千葉県香取郡にあるコジュリン公園は利根川沿いにあり、その利根川沿いのヨシ原で主に初夏から夏にかけてオオセッカが見られます。

土手の上にヨシ原を見渡せる観察デッキがあるので、観察デッキからヨシ原の上空でさえずり飛翔を繰り返すオオセッカを探すといいでしょう。ヨシ原よりもかなり高い位置から観察できるのでフィールドスコープや倍率の高い双眼鏡があれば、ヨシ原の中に入ってしまったオオセッカも見つけることができるかもしれません。

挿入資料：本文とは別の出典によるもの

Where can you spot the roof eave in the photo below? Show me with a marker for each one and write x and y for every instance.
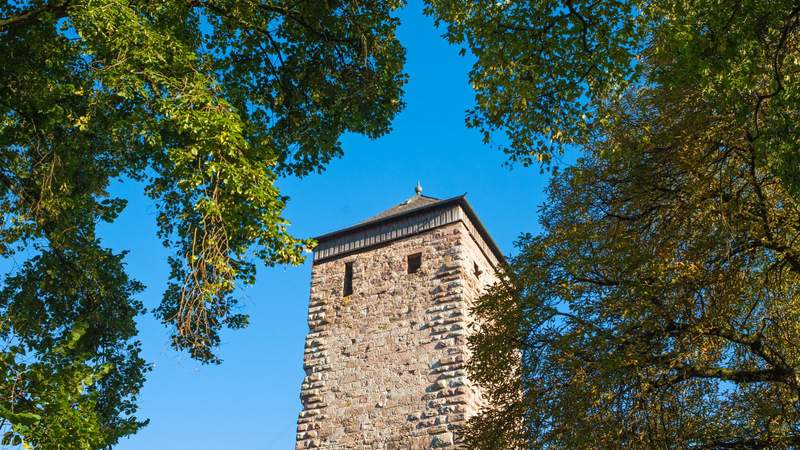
(460, 200)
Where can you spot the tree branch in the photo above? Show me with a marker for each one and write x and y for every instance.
(59, 10)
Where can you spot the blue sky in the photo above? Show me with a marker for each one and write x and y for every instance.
(251, 401)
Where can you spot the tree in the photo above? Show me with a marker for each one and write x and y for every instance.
(208, 102)
(545, 69)
(659, 307)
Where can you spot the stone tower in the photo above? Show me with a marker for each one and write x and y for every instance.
(388, 318)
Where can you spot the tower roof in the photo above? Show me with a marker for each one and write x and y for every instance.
(415, 214)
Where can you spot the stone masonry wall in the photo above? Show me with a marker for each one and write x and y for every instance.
(385, 366)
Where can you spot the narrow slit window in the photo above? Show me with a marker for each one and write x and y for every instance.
(348, 279)
(414, 262)
(477, 270)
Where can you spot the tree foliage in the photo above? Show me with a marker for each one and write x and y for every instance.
(546, 69)
(659, 306)
(208, 103)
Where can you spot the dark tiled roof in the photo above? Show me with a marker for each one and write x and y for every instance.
(412, 206)
(412, 203)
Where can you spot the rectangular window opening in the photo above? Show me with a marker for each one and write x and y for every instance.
(348, 279)
(414, 262)
(476, 270)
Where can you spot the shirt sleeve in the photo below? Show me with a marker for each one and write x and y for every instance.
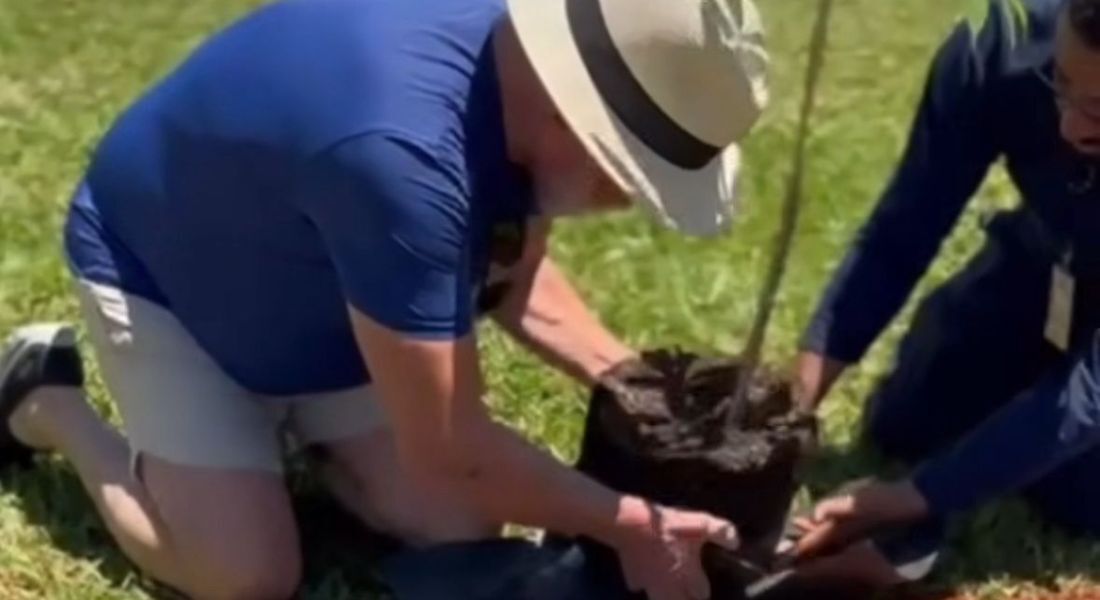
(949, 152)
(1055, 422)
(395, 225)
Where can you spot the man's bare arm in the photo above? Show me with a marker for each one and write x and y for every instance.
(547, 315)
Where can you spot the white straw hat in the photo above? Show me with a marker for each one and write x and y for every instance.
(660, 91)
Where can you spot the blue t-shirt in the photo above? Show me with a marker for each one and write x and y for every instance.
(314, 154)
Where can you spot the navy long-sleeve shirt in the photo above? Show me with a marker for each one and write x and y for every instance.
(985, 100)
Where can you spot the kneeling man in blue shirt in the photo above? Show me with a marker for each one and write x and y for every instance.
(290, 238)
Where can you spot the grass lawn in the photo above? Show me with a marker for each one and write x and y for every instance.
(68, 66)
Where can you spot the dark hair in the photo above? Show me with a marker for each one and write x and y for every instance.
(1085, 19)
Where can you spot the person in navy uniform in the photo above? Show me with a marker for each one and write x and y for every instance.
(997, 385)
(293, 235)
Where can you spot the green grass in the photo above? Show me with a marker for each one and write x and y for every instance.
(68, 66)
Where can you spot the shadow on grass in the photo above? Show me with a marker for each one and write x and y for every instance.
(339, 552)
(1005, 541)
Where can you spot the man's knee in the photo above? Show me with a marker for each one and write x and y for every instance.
(256, 574)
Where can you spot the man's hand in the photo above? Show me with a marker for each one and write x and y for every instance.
(660, 549)
(856, 514)
(816, 373)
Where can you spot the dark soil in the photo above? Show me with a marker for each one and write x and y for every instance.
(666, 428)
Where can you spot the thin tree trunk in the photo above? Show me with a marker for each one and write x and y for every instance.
(792, 205)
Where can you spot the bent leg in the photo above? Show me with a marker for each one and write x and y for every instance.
(361, 467)
(207, 510)
(974, 345)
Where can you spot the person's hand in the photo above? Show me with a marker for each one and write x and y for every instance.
(660, 548)
(814, 377)
(856, 513)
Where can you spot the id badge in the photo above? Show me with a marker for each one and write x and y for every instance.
(1059, 317)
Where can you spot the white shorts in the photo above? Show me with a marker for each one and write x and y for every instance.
(179, 406)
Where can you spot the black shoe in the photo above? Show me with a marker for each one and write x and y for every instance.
(34, 356)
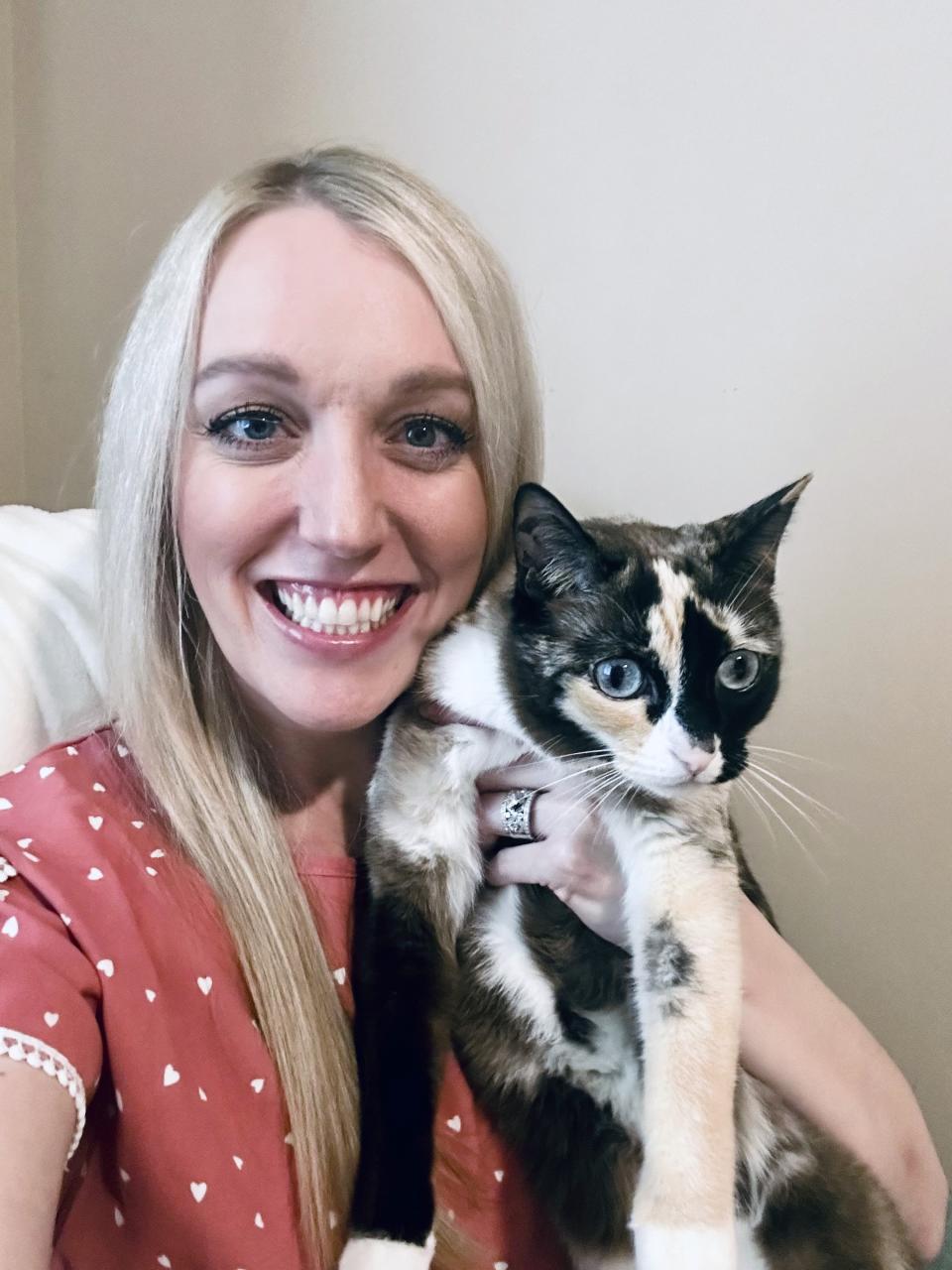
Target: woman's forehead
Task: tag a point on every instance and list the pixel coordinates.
(299, 285)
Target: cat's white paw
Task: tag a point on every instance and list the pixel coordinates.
(367, 1254)
(665, 1247)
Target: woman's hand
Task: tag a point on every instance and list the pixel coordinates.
(570, 855)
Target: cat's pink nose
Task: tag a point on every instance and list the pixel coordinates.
(697, 760)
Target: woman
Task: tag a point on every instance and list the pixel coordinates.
(315, 430)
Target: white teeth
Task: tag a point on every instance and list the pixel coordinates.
(331, 619)
(347, 612)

観察デッキの右手にはヨシ原のすぐ近くを通れる歩道があるので、観察デッキから歩道の近くのヨシ原にオオセッカがいるのを見つけたら歩道まで降りてみるといいでしょう。その際はヨシにうまく身を隠しながら、少し離れて観察しましょう。

ヨシ原はコジュリン公園の周囲以外にも広がっているので、コジュリン公園でオオセッカが見られない場合には利根川沿いの堤防を歩いてオオセッカを探してみるといいでしょう。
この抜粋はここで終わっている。